Estimated mean ± SEM interactions between the S100A9 variant (rs3014866) and SFA intake (percentage of total energy) on HOMA-IR. (A) For the CORDIOPREV, low and high SFA intakes indicate median intakes (≤8.8% and >8.8%). (B) For the GOLDN, low and high SFA intakes indicate median intakes (≤11.8% and >11.8%). (C) In the BPRHS, low SFA and high SFA indicate SFA median intakes (≤9.3% and >9.3%). The number inside each bar indicates the number of subjects in that group with data available for HOMA-IR. Analyses were adjusted for age, sex, BMI, smoking status, alcohol use, diabetes medication use, and physical activity. In addition, we adjusted the model for the study center and family relationships in the GOLDN and for the population structure in the BPRHS. P-interactions between SFA intake (as dichotomous) and the S100A9 variant in each population were obtained with the use of a univariate model analysis. *P < 0.05 for mean comparisons of HOMA-IR values between CC and TT+CT genotypes with high SFA intake (univariate model analysis).

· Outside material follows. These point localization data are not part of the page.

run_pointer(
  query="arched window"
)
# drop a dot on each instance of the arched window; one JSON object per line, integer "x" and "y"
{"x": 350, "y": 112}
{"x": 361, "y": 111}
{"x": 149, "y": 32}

BPRHS, Boston Puerto Rican Health Study; CORDIOPREV, Coronary Diet Intervention with Olive Oil and Cardiovascular Prevention; GOLDN, Genetics of Lipids Lowering Drugs and Diet Network; S100A9, S100 calcium-binding protein A9 gene.

FIGURE 3

Estimated mean ± SEM interactions between the S100A9 variant (rs3014866) and SFA/CHO ratio intake on HOMA-IR. (A) For the CORDIOPREV, low and high SFA/CHO ratios indicate median intakes (≤0.21 and >0.22). (B) For the GOLDN, low and high SFA/CHO ratios indicate median intakes (≤0.24 and >0.25). (C) In the BPRHS, low and high SFA/CHO ratios indicate median intakes (≤0.19 and >0.20). The number inside each bar indicates the number of subjects in that group with data available for HOMA-IR. Analyses were adjusted for age, sex, BMI, smoking status, alcohol use, diabetes medication use, and physical activity. In addition, we adjusted the model for the study center and family relationships in the GOLDN and for the population structure in the BPRHS. P-interactions between the SFA/CHO ratio (as dichotomous) and the S100A9 variant in each population were obtained with the use of a univariate model analysis. *P < 0.05 for mean comparisons of HOMA-IR values between CC and TT+CT genotypes with high SFA/CHO ratio intake (univariate model analysis). BPRHS, Boston Puerto Rican Health Study; CHO, carbohydrate; CORDIOPREV, Coronary Diet Intervention with Olive Oil and Cardiovascular Prevention; GOLDN, Genetics of Lipids Lowering Drugs and Diet Network; S100A9, S100 calcium-binding protein A9 gene.